20 July 2017
A technique developed by a team from the University of Michigan could could boost the efficiency of LED lighting by 50%, but might also enable invisibility cloaking devices
The technique involves growing metallic nanoparticles on and below the surface of semiconductors. These nanoparticles increase the efficiency of LEDs in several ways: by acting as ‘antennas’ that turn more of the electricity running through the semiconductor into light; and by helping to reflect light out of the device.
“This is a seamless addition to the manufacturing process and that’s what makes it so exciting,” said Michigan Professor Rachel Goldman. “The ability to make 3D structures with these nanoparticles throughout is going to open a lot of possibilities.”
While the idea of adding nanoparticles to increase LED efficiency is not new, previous efforts have used expensive metals.
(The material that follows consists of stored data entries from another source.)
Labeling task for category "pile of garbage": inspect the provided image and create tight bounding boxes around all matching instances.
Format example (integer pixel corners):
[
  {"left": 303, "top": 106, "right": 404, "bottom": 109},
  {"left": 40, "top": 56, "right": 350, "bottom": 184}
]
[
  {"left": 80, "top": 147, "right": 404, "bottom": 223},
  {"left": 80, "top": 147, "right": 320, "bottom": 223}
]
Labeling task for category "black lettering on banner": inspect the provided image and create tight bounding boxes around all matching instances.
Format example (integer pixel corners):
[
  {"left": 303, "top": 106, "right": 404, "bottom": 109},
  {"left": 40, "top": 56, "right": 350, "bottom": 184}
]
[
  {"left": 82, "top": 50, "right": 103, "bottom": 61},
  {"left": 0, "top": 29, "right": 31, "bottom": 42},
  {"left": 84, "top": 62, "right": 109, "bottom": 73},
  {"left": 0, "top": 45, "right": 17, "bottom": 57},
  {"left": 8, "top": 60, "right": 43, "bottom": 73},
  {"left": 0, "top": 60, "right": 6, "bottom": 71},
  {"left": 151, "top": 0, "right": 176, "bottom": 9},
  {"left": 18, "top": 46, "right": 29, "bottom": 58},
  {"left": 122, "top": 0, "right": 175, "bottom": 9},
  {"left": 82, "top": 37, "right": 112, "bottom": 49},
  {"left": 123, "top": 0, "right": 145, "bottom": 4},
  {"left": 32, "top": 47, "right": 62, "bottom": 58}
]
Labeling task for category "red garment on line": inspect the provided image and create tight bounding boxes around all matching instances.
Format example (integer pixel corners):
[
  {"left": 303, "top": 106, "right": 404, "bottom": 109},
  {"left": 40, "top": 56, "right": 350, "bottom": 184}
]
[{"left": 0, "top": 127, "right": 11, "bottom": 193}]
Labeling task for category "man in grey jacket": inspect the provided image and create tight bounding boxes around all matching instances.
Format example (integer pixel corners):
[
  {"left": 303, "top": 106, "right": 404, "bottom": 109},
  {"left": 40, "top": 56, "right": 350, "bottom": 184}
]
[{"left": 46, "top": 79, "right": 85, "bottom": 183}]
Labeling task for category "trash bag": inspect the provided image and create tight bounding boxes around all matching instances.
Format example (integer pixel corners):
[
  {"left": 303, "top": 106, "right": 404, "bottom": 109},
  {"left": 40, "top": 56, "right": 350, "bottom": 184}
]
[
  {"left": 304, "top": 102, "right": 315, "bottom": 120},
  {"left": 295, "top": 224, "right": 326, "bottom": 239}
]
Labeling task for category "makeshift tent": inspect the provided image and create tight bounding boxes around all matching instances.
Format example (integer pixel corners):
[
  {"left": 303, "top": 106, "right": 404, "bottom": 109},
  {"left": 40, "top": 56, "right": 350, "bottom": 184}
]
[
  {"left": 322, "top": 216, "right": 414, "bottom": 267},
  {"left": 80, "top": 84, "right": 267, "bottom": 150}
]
A further complication was the need for precise particle size and spacing.
Prof Goldman’s team used molecular beam epitaxy to spray multiple layers of metallic elements onto a wafer. An ion beam was then applied to push metal out of the wafer and onto the surface, forming nanoscale particles whose size and placement can be controlled precisely by varying the angle and intensity of the ion beam.
The team is now working to adapt the ion beam process to the specific materials used in LEDs and estimate that higher-efficiency lighting devices could be ready for market within the next five years.
However, because the approach is said to allow precise control over nanoparticle distribution, the researchers say it could induce a phenomenon known as ‘reverse refraction’, which potentially bends light waves in a way that doesn’t occur in nature. By carefully sizing and spacing an array of nanoparticles, reverse refraction might be induced and controlled in specific wavelengths of light.